The long-simmering feud snarled regional trade in February when Rwanda closed its busiest road crossing – known as Katuna to Ugandans and Gatuna to Rwandans – to Ugandan cargo trucks. Rwanda briefly opened the crossing in June before closing it again.

“On the Rwandan side, it is the ordinary citizens feeling the dispute between the two countries. Prices of basic good have increased considerably. On the Ugandan side, it is companies, for example cement manufacturers, that are feeling it the most,” Goloba Mutebi, a Kampala-based researcher, told Al Jazeera.

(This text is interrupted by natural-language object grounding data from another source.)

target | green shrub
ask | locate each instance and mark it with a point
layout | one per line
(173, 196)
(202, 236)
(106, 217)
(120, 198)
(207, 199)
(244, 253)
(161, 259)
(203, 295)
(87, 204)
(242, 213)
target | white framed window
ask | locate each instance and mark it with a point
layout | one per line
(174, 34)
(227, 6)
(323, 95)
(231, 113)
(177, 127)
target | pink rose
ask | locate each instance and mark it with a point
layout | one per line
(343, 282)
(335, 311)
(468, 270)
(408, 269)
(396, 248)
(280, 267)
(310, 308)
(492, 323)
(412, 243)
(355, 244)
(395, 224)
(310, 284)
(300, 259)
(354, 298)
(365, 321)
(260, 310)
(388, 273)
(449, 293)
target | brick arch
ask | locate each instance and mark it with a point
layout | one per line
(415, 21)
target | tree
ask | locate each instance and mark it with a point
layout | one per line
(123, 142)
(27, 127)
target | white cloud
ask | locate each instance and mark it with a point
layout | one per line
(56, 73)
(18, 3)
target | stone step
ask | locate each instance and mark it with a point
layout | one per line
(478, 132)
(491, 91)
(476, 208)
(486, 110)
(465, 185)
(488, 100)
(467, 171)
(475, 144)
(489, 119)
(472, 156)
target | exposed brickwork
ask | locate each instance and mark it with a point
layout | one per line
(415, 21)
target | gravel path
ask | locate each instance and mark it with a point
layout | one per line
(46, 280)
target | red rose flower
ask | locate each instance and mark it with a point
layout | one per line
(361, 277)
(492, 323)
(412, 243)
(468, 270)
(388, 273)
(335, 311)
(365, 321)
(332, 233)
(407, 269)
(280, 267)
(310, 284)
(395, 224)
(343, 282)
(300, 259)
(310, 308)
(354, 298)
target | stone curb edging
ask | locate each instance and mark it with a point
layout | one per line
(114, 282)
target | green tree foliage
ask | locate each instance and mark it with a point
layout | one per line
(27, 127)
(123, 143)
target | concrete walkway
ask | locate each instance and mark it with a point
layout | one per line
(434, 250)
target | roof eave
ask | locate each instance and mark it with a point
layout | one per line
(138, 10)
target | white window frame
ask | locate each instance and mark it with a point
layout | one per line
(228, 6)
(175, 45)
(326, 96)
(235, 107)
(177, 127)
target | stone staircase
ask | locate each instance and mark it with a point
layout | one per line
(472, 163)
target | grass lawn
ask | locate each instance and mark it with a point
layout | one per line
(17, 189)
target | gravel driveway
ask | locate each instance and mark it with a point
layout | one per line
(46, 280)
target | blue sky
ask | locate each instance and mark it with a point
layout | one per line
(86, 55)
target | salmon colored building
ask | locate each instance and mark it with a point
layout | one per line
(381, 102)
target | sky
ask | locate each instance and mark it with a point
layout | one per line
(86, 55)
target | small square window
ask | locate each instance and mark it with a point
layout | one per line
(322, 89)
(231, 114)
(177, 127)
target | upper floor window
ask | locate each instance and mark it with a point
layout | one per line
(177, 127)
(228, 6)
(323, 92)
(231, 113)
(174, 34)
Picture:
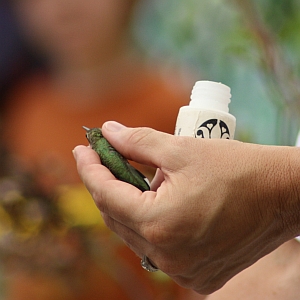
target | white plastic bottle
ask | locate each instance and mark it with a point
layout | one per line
(207, 115)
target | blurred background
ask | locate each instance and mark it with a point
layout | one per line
(64, 64)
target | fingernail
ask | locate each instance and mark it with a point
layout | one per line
(113, 126)
(74, 153)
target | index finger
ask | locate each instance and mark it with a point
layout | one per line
(121, 201)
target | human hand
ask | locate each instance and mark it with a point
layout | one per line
(215, 207)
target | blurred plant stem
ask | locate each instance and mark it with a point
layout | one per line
(284, 83)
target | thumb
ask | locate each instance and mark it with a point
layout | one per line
(143, 145)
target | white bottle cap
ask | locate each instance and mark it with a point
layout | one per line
(211, 96)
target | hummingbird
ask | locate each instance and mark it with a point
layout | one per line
(114, 161)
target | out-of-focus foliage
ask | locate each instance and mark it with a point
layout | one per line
(250, 45)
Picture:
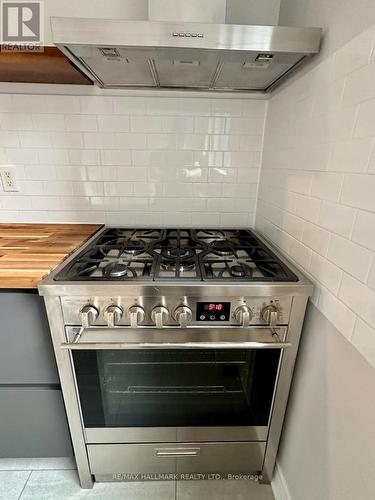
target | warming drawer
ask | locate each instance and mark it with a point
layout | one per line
(108, 459)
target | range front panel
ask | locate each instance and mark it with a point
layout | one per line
(176, 388)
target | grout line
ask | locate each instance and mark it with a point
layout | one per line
(24, 486)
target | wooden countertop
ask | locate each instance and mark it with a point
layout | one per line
(28, 252)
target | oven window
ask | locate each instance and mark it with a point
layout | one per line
(161, 388)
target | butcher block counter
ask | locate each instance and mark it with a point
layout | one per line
(28, 252)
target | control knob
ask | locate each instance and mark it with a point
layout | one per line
(243, 315)
(160, 316)
(113, 314)
(183, 315)
(88, 315)
(270, 315)
(136, 315)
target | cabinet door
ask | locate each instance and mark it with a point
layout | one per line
(26, 352)
(33, 423)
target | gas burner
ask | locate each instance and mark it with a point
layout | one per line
(185, 265)
(177, 254)
(239, 271)
(86, 268)
(134, 247)
(222, 247)
(173, 254)
(115, 270)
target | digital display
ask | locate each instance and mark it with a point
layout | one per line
(213, 311)
(214, 307)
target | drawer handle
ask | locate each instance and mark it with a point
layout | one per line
(177, 452)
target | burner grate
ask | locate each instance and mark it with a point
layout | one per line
(177, 254)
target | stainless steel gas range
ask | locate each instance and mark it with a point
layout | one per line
(175, 349)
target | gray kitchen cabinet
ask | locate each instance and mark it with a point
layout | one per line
(26, 352)
(32, 414)
(33, 423)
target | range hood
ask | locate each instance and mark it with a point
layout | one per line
(183, 55)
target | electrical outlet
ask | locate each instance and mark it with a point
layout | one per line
(8, 179)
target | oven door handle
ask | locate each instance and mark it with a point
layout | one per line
(173, 345)
(194, 338)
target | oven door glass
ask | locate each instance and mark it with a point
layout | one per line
(161, 388)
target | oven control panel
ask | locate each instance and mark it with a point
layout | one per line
(213, 311)
(165, 311)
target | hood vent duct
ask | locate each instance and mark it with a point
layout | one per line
(183, 55)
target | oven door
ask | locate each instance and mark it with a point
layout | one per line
(176, 385)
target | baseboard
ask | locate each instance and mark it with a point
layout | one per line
(279, 487)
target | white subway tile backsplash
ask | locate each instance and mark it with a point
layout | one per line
(177, 124)
(113, 123)
(144, 124)
(364, 340)
(371, 277)
(196, 106)
(359, 191)
(61, 104)
(71, 173)
(351, 257)
(20, 156)
(125, 140)
(326, 186)
(206, 190)
(95, 105)
(359, 85)
(48, 122)
(67, 140)
(41, 172)
(160, 141)
(32, 139)
(364, 230)
(28, 104)
(118, 189)
(6, 104)
(115, 157)
(308, 208)
(149, 189)
(84, 157)
(359, 297)
(351, 155)
(88, 188)
(128, 106)
(353, 55)
(337, 218)
(52, 156)
(293, 225)
(81, 123)
(193, 142)
(315, 238)
(365, 126)
(162, 106)
(327, 273)
(222, 175)
(341, 316)
(9, 139)
(15, 121)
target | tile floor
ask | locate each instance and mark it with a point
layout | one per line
(56, 479)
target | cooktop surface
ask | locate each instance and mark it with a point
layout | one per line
(177, 254)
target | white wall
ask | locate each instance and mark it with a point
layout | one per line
(316, 202)
(327, 449)
(131, 160)
(317, 188)
(341, 20)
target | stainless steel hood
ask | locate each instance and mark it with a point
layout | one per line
(181, 55)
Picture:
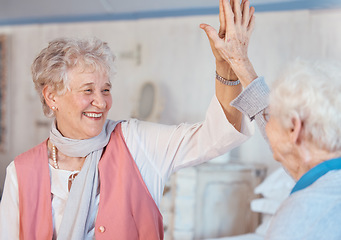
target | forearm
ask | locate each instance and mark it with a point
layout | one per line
(225, 94)
(244, 71)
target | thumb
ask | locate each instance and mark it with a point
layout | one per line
(210, 32)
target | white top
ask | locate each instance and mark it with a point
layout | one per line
(158, 150)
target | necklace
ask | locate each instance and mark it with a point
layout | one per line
(56, 166)
(54, 157)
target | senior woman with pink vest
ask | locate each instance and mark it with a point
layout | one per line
(104, 179)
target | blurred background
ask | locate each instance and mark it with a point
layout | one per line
(165, 74)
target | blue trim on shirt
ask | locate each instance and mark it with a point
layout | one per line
(315, 173)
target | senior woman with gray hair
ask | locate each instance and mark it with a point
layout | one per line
(303, 129)
(103, 179)
(304, 133)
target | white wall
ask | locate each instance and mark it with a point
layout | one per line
(175, 54)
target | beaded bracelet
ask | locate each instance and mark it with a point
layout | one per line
(225, 81)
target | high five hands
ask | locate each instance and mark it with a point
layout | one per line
(231, 43)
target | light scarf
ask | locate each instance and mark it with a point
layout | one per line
(77, 222)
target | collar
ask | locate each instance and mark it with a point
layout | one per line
(316, 172)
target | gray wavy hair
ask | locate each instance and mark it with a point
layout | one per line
(51, 66)
(311, 91)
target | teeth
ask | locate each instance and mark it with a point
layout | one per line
(93, 115)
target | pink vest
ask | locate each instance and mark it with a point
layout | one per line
(126, 209)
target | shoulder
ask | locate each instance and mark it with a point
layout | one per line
(31, 153)
(311, 212)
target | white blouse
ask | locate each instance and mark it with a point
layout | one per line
(158, 150)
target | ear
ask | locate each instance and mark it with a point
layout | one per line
(296, 130)
(49, 96)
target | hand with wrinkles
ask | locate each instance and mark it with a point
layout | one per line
(230, 44)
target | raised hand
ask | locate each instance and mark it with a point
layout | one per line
(231, 43)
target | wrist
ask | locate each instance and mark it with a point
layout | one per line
(245, 71)
(224, 70)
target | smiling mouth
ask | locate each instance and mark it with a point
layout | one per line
(93, 115)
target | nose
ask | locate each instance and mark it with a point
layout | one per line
(99, 101)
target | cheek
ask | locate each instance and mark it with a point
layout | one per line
(109, 102)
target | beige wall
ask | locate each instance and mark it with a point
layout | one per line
(175, 55)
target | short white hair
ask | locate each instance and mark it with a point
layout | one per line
(311, 90)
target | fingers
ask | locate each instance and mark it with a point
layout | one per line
(251, 25)
(235, 5)
(246, 13)
(229, 16)
(210, 32)
(222, 29)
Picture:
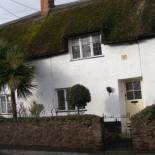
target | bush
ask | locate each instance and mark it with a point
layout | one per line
(78, 96)
(36, 109)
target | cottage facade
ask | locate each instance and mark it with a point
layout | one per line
(118, 72)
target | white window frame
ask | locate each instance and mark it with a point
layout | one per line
(6, 104)
(66, 104)
(80, 46)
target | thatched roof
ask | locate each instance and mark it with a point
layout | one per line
(119, 21)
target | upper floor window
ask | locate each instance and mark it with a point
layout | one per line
(86, 47)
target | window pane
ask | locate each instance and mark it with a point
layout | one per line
(3, 104)
(97, 45)
(86, 47)
(138, 95)
(136, 85)
(130, 96)
(129, 86)
(61, 100)
(75, 49)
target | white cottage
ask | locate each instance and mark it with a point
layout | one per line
(101, 44)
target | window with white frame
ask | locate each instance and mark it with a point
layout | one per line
(5, 104)
(63, 105)
(86, 47)
(133, 90)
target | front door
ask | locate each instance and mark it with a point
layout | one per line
(134, 100)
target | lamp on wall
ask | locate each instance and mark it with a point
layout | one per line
(109, 90)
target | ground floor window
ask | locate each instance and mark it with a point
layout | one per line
(5, 104)
(63, 105)
(133, 90)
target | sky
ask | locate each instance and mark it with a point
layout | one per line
(14, 9)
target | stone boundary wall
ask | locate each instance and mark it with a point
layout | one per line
(143, 130)
(67, 132)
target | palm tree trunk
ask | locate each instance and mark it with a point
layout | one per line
(13, 101)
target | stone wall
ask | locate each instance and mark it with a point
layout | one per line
(143, 130)
(70, 132)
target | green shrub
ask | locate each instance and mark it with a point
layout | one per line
(78, 96)
(36, 109)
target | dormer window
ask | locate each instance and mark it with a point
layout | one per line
(85, 47)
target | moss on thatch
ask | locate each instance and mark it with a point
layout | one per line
(118, 20)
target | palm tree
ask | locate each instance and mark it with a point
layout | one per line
(16, 74)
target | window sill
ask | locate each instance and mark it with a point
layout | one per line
(2, 114)
(87, 58)
(61, 111)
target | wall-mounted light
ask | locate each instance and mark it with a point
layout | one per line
(109, 90)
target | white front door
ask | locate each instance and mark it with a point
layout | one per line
(134, 100)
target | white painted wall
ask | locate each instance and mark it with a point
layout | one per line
(97, 74)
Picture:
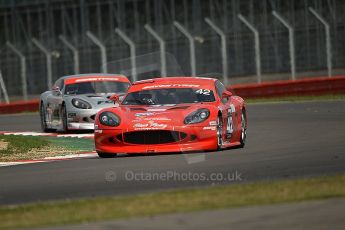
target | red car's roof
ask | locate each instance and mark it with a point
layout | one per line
(95, 77)
(175, 82)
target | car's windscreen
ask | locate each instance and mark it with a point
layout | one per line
(169, 96)
(96, 87)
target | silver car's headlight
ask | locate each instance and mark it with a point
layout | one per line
(109, 119)
(81, 104)
(197, 116)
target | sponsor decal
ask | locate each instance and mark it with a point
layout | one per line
(96, 79)
(144, 114)
(139, 119)
(149, 125)
(209, 128)
(213, 123)
(203, 91)
(156, 110)
(170, 86)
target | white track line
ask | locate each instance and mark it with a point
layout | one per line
(51, 159)
(86, 135)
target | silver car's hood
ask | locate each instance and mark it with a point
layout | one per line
(96, 100)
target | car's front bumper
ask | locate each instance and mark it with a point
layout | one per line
(81, 120)
(196, 139)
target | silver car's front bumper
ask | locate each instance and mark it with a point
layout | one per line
(83, 120)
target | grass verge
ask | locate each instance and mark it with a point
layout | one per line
(13, 147)
(187, 200)
(328, 97)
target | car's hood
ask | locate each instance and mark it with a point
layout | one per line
(97, 101)
(156, 116)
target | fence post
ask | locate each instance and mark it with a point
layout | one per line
(257, 46)
(46, 52)
(131, 44)
(74, 51)
(162, 49)
(22, 69)
(223, 49)
(291, 42)
(328, 40)
(102, 48)
(3, 88)
(191, 46)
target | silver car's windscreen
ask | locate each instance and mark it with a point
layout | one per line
(96, 87)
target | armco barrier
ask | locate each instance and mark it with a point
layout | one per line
(310, 86)
(20, 106)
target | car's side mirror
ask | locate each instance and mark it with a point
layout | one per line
(56, 89)
(115, 98)
(226, 94)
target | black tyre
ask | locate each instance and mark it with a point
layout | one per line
(64, 119)
(219, 133)
(43, 119)
(106, 155)
(243, 128)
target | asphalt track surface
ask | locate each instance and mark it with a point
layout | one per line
(285, 140)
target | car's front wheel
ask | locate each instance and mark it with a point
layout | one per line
(106, 155)
(64, 119)
(219, 133)
(44, 127)
(243, 128)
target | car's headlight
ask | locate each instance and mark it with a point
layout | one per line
(197, 116)
(109, 119)
(81, 104)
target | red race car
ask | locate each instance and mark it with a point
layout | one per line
(173, 114)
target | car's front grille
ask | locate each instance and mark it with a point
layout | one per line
(153, 137)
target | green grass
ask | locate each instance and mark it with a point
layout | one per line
(22, 144)
(177, 201)
(13, 147)
(297, 98)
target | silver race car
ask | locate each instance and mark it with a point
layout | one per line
(74, 100)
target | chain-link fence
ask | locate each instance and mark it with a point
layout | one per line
(47, 21)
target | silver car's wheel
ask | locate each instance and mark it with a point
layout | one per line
(243, 128)
(219, 132)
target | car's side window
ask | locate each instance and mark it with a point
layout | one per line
(220, 88)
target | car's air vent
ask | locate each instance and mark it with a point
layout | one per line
(153, 137)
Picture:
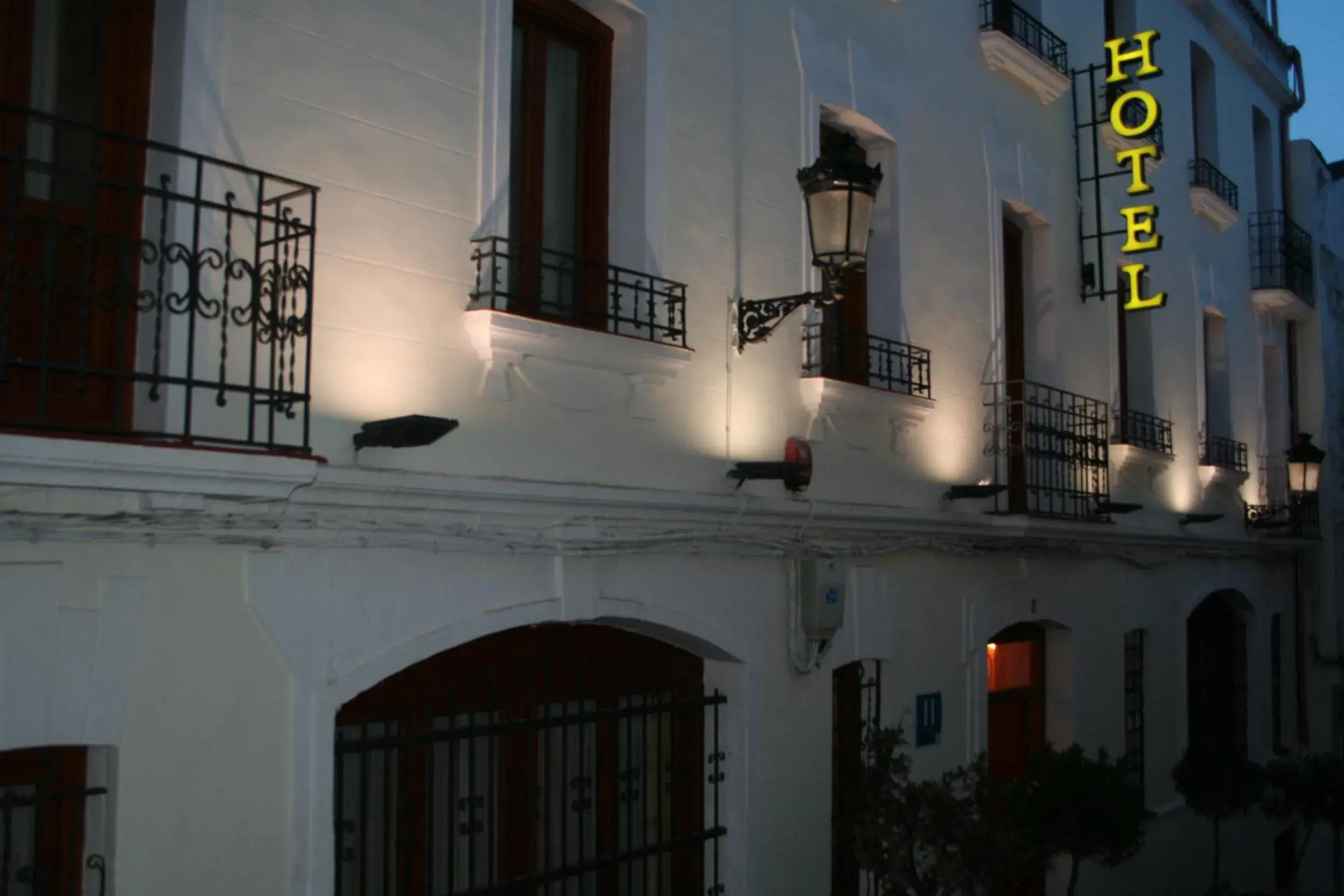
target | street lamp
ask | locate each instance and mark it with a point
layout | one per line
(839, 191)
(1304, 466)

“Tanzania is the only winner here because the goods that Rwanda used to import from Uganda is now imported from there,” he added.

Nothing to worry

There is fear that the dispute between the two leaders, with their sizeable military forces and spy network, could plunge the region into a fresh crisis. But observers say the dispute is nothing new.

“For more than a decade Museveni and Kagame have not seen eye-to-eye. Kagame feels Museveni behaves as if Rwanda is not a sovereign country, that Rwanda is a province of Uganda. On the other hand, Museveni thinks Kagame is not grateful to him, that Kagame has forgotten who got him where he is today,” Yusuf Serunkuma, a Kampala-based political analyst, told Al Jazeera.

Analysts in the region say it is in the interest of the two leaders, the longest-serving in their region, to resolve the dispute.

“Museveni has an election coming up next year. The last thing he will want is the border closure to become a campaign issue,” Serunkuma said.

“For Kagame, Rwanda will not be able to afford importing goods from Tanzania for long. It costs a lot more and Rwanda’s small economy and government cannot continue to bear the burden,” Serunkuma added.

As the two leaders meet in Katuna on Friday, traders and those living in the border area will hope the border crossing will be reopened – for good this time.